En vertu de l’article 6 de la loi du 6 juillet 1989, applicable aux baux d’habitation non meublés, le bailleur est tenu de délivrer au locataire un logement décent dont les équipements sont en bon état d’usage et de fonctionnement.

A ce titre, le logement doit satisfaire, selon le décret du 30 janvier 2002 sur les caractéristiques du logement décent, "aux conditions suivantes, au regard de la sécurité physique et de la santé des locataires :

1) Il assure le clos et le couvert. Le gros œuvre du logement et de ses accès est en bon état d’entretien et de solidité et protège les locaux contre les eaux de ruissellement et les remontées d’eau. Les menuiseries extérieures et la couverture et ses raccords et accessoires assurent la protection contre les infiltrations d’eau dans l’habitation".

Le bailleur doit, en outre, assurer la jouissance paisible du logement à son locataire. A ce titre, il garantit le preneur contre son fait personnel et ceux des tiers, conformément à l’article 1725 du code civil.

Toutefois, ce même article exclut la garantie du bailleur contre les troubles apportés par des tiers au preneur par voies de fait. C’est au preneur de poursuivre lui-même les auteurs de la voie de fait.

La jurisprudence a plusieurs fois confirmé ce principe (arrêts de la cour de cassation du 1er avril 1954, du 19 mars 1986…).

La voie de fait est l’atteinte portée illégalement aux droits des tiers sans prétendre à aucun droit sur la chose.

En conséquence, le bailleur n’encourt en principe aucune responsabilité pour un vol commis par un tiers au préjudice du locataire (arrêt de la cour de cassation du 12 juin 1996).

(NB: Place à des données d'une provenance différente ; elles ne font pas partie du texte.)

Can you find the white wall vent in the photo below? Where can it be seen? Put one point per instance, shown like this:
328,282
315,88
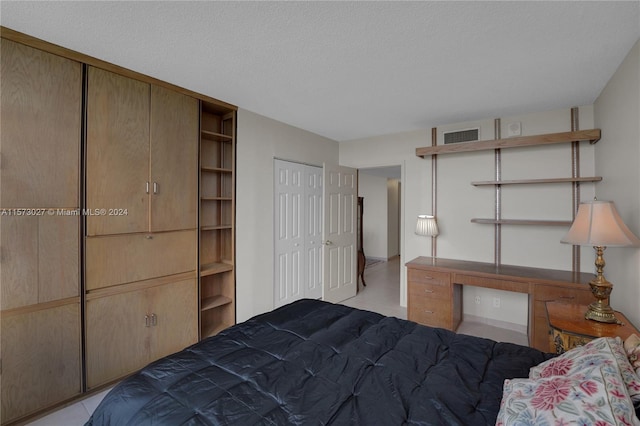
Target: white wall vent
466,135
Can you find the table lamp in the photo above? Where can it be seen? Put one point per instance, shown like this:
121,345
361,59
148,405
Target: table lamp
426,226
598,224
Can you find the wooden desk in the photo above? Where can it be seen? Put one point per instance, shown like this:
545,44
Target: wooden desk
569,328
434,291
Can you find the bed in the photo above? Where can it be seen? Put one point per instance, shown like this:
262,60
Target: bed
317,363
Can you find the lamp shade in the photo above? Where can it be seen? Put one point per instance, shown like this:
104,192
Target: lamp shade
598,223
426,226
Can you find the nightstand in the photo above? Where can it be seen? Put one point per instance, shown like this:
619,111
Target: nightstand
568,328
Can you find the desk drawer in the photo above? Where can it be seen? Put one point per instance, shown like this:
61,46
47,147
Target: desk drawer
429,290
506,285
431,312
430,277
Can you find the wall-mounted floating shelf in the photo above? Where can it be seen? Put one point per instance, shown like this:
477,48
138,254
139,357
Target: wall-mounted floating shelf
522,222
592,136
534,181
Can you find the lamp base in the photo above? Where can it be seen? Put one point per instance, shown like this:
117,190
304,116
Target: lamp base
600,312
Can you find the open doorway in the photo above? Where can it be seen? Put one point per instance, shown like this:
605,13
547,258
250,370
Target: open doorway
381,189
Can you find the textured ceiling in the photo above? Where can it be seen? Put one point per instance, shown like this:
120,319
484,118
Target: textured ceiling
348,70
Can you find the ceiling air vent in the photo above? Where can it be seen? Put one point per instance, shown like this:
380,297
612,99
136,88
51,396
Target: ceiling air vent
466,135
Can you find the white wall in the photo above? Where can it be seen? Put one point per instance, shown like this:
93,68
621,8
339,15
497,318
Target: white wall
617,113
458,201
260,140
375,218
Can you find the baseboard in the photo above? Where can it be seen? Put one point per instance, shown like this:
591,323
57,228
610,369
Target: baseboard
496,323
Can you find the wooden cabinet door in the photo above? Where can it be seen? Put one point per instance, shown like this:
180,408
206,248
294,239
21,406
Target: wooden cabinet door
175,307
39,258
117,152
117,341
41,100
40,353
174,160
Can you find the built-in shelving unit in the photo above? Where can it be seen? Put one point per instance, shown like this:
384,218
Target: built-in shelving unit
521,222
592,136
537,181
217,219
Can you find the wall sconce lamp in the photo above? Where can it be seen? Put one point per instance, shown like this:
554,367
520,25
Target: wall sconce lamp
598,224
426,226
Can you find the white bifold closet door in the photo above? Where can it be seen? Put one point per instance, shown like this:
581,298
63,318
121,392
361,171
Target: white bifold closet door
298,232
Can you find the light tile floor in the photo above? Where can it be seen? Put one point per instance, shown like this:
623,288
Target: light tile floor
382,295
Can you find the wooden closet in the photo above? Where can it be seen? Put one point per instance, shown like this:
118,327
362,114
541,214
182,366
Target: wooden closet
141,246
41,97
118,195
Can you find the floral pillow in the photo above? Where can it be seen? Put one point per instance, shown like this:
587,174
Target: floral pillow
632,347
598,398
604,351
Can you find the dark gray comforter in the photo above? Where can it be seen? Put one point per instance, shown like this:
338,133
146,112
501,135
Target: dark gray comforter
316,363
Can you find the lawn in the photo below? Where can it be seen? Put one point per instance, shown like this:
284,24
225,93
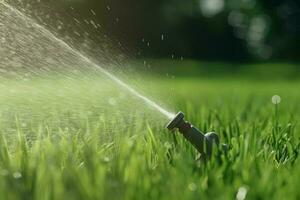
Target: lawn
82,137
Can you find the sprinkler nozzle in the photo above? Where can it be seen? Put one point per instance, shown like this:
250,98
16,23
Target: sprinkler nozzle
202,142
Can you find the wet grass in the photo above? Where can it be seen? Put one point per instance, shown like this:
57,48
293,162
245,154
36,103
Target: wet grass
89,140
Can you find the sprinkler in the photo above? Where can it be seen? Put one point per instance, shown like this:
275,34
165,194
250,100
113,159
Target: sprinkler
202,142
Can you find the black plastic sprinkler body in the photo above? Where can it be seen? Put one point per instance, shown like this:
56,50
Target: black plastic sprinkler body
202,142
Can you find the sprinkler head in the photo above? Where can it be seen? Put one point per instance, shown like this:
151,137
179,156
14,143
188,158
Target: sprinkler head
202,142
178,119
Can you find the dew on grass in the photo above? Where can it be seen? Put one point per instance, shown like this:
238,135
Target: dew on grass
276,99
192,187
17,175
242,193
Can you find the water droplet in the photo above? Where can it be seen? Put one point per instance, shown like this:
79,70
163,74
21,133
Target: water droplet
276,99
17,175
192,187
242,193
93,12
112,101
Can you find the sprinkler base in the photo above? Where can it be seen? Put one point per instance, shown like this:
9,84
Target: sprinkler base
202,142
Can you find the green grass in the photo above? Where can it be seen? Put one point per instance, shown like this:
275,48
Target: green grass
83,138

Toutefois, il en est autrement dans les cas où la perpétration du vol se rattache directement à une faute déterminée du bailleur ou de ses préposés. En effet, un arrêt de la cour de Cassation du 8 juillet 1992 a accepté d’engager la responsabilité du bailleur qui a omis d’alerter les locataires sur le risque que présenterait, au cours de travaux, la présence d’échafaudages empêchant la manipulation des volets extérieurs.

L’appréciation de la faute du bailleur ou de l’agence qui en assure la gestion relève de l’appréciation souveraine du juge.

Par conséquent, dès lors que l’immeuble ne présente pas de caractéristiques particulièrement contraires à la sécurité des preneurs, le bailleur, étranger à la conclusion du contrat d’assurance par le preneur, ne saurait être tenu pour responsable des dommages occasionnés au preneur par des tiers du fait d’un vol. En revanche, il peut avoir souscrit une assurance particulière qui le couvre en cas de dégradations causés par un tiers à son local mis en location, au cours ou en dehors de toute location.

Il convient, par conséquent, pour le preneur, de se constituer partie civile afin de demander des dommages intérêts aux auteurs des méfaits s’ils sont identifiés.